In the last year, we have achieved a major milestone by showing that it is possible to generate functional inner ear sensory cells (hair cells) from mouse embryonic stem cells using a guidance protocol that was completely conducted in vitro (in cell culture). The goal of this project is to achieve the same result with human cells at the end of the funding period. We are on track with this endeavor, but we have encountered a number of quite substantial roadblocks. The major roadblock is that human cells appear to require much more time to differentiate into mature inner ear cell types when compared with mouse cells. We are currently working on a protocol that allows us to provide a sustained stimulation of the cell signaling pathways that are needed to keep human cells on track to develop along the otic (inner ear) pathway. We have learned a lot about how human embryonic stem cells react when exposed to various signaling environments and we have made the discovery that the embryonic stem cells are able to differentiate relatively quickly into early embryonic cells (lineages), but that the development of later cell types (i.e. organogenesis), does require quite some time.

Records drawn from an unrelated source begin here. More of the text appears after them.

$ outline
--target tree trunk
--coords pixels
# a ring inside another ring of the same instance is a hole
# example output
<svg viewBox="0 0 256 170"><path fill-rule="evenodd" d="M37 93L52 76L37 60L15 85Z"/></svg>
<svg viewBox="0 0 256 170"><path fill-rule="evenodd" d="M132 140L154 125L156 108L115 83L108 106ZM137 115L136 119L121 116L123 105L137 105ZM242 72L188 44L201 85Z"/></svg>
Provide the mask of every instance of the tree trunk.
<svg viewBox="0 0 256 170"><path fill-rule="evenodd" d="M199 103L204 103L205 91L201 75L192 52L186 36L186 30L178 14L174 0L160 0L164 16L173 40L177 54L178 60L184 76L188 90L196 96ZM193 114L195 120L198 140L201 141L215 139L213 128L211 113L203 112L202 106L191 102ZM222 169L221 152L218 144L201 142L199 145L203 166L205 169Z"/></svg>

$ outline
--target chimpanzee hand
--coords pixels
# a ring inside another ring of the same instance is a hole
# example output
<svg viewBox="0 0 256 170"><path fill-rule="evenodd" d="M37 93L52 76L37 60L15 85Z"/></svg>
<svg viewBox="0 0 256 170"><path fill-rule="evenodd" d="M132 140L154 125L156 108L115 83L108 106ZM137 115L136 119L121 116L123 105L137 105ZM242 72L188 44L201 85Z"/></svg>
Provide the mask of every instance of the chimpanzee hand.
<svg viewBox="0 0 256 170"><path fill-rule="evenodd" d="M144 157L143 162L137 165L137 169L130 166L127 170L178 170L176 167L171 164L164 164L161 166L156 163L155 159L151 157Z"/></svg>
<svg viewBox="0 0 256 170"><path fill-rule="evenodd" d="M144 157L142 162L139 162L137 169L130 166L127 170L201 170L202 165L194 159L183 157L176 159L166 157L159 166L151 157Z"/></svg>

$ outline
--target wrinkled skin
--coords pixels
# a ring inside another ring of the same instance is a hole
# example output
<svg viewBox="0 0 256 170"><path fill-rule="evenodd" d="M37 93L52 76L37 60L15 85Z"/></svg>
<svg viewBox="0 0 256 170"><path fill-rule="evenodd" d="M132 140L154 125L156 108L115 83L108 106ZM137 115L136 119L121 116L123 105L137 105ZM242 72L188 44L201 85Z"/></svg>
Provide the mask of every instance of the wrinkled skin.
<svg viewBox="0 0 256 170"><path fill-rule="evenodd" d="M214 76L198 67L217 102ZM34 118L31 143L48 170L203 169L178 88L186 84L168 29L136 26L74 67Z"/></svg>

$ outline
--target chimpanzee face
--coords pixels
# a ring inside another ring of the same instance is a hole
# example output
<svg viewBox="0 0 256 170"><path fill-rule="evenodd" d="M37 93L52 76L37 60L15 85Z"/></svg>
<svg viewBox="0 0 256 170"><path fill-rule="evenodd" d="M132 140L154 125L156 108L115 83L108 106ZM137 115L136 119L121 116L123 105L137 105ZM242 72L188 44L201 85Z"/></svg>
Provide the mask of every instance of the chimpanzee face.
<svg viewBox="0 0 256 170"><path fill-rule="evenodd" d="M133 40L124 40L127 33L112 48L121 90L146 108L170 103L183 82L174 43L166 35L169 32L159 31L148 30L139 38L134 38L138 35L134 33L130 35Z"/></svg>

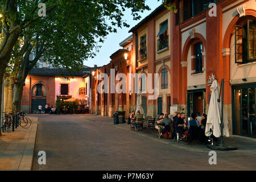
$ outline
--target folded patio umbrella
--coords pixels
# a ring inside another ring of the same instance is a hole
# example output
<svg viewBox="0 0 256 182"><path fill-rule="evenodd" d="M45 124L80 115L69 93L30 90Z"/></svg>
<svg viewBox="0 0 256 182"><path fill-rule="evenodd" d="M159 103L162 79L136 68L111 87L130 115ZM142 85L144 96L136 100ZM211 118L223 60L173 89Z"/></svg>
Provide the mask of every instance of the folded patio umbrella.
<svg viewBox="0 0 256 182"><path fill-rule="evenodd" d="M220 95L220 85L217 80L214 80L210 86L212 95L210 96L210 104L207 116L207 121L205 127L205 135L210 135L210 129L213 130L213 134L215 137L220 137L221 133L221 98L220 102L218 99ZM228 130L228 121L226 113L223 112L223 136L229 136Z"/></svg>
<svg viewBox="0 0 256 182"><path fill-rule="evenodd" d="M141 98L141 90L139 91L139 92L137 93L137 105L136 105L136 112L138 111L139 110L141 111L141 114L143 114L143 118L145 118L145 115L144 113L143 108L142 106L142 98Z"/></svg>
<svg viewBox="0 0 256 182"><path fill-rule="evenodd" d="M72 98L67 99L67 100L64 100L64 101L65 101L65 102L73 102L73 101L75 101L76 100L76 98L72 97Z"/></svg>

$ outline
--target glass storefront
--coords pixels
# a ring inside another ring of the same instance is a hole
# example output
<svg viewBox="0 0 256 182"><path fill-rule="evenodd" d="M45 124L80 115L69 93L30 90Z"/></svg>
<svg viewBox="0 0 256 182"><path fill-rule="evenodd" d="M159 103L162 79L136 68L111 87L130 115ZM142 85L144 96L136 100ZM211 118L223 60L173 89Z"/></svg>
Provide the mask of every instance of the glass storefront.
<svg viewBox="0 0 256 182"><path fill-rule="evenodd" d="M205 112L205 89L188 90L187 93L187 116L201 115Z"/></svg>
<svg viewBox="0 0 256 182"><path fill-rule="evenodd" d="M256 84L232 87L232 114L234 134L256 137Z"/></svg>

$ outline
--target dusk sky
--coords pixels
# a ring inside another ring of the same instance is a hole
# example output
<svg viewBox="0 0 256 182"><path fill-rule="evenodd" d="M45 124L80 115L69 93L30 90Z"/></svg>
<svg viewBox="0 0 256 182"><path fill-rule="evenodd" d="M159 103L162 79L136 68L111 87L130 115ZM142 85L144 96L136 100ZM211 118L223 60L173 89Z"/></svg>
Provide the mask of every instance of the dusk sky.
<svg viewBox="0 0 256 182"><path fill-rule="evenodd" d="M93 59L89 59L85 61L84 65L92 67L94 64L97 64L97 66L103 66L108 64L110 61L109 56L118 49L122 48L119 46L119 43L131 35L131 33L129 33L128 31L160 6L161 3L162 1L147 0L146 5L150 7L151 10L145 11L143 13L140 13L139 14L142 18L139 20L134 20L133 16L131 15L130 10L126 10L124 14L123 19L126 20L126 23L130 25L130 27L117 28L117 33L109 34L105 39L100 52L97 53L97 56Z"/></svg>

The overarching goal of this grant was to develop an experimental protocol for coaxing human embryonic stem cells to develop into inner ear sensory hair cells. This work has implications on future treatment of hearing loss and balance disorders, for which no current treatment exist. Generation of sensory hair cells and their accompanying so-called supporting cells is a complex endeavor because these cells develop from an embryonic structure called the otic placode. Generation of placodal cells is quite complex and appears not to be a default pathway, which can be explored for generation of myocytes or neural cells. Another aggravating factor was that human cells appear to require a different guidance protocol than mouse ESCs.

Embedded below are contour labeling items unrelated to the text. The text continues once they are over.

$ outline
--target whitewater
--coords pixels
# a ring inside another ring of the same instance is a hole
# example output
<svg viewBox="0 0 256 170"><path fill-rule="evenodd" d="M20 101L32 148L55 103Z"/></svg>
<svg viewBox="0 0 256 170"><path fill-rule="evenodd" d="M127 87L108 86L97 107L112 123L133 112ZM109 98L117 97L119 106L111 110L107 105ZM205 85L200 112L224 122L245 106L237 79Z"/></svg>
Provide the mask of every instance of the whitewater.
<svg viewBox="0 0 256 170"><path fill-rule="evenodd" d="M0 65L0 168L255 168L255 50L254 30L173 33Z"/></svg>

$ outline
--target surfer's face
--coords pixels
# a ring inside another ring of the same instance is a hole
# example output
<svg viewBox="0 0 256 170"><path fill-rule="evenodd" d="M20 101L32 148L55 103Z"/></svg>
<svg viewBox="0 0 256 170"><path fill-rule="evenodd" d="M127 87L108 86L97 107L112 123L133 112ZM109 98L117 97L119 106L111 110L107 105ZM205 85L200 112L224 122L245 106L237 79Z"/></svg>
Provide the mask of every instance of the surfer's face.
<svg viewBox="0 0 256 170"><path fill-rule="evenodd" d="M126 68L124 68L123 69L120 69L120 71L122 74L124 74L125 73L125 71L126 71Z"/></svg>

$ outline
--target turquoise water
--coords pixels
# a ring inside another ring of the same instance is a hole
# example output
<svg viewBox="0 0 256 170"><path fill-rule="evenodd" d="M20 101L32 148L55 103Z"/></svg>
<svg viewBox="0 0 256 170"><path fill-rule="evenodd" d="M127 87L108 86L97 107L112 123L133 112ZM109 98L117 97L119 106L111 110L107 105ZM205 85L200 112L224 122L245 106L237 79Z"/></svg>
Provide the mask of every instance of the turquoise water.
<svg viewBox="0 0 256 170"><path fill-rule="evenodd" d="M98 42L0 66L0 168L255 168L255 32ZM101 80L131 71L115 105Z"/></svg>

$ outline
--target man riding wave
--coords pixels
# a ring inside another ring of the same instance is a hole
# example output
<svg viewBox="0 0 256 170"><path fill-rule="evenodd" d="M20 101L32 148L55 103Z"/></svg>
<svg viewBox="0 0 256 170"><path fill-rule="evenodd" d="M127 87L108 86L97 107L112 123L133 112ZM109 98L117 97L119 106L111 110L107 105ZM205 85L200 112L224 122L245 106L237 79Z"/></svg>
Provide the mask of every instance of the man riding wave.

With 4 years of CIRM funding, we were able to overcome most of the obstacles that we encountered along the way and we are now at a point where we are able to generate human hair cell-like cells in the culture dish. These cells express appropriate marker proteins and they display the cytomorphological specializations that you would expect to find in a sensory hair cell. Still, more experiments are needed to ensure that the cells function properly. These analyses are complicated and they require an additional manipulation of human ESCs (adding a transgenic reporter). This work is still ongoing and it is required for publishing the results of the study.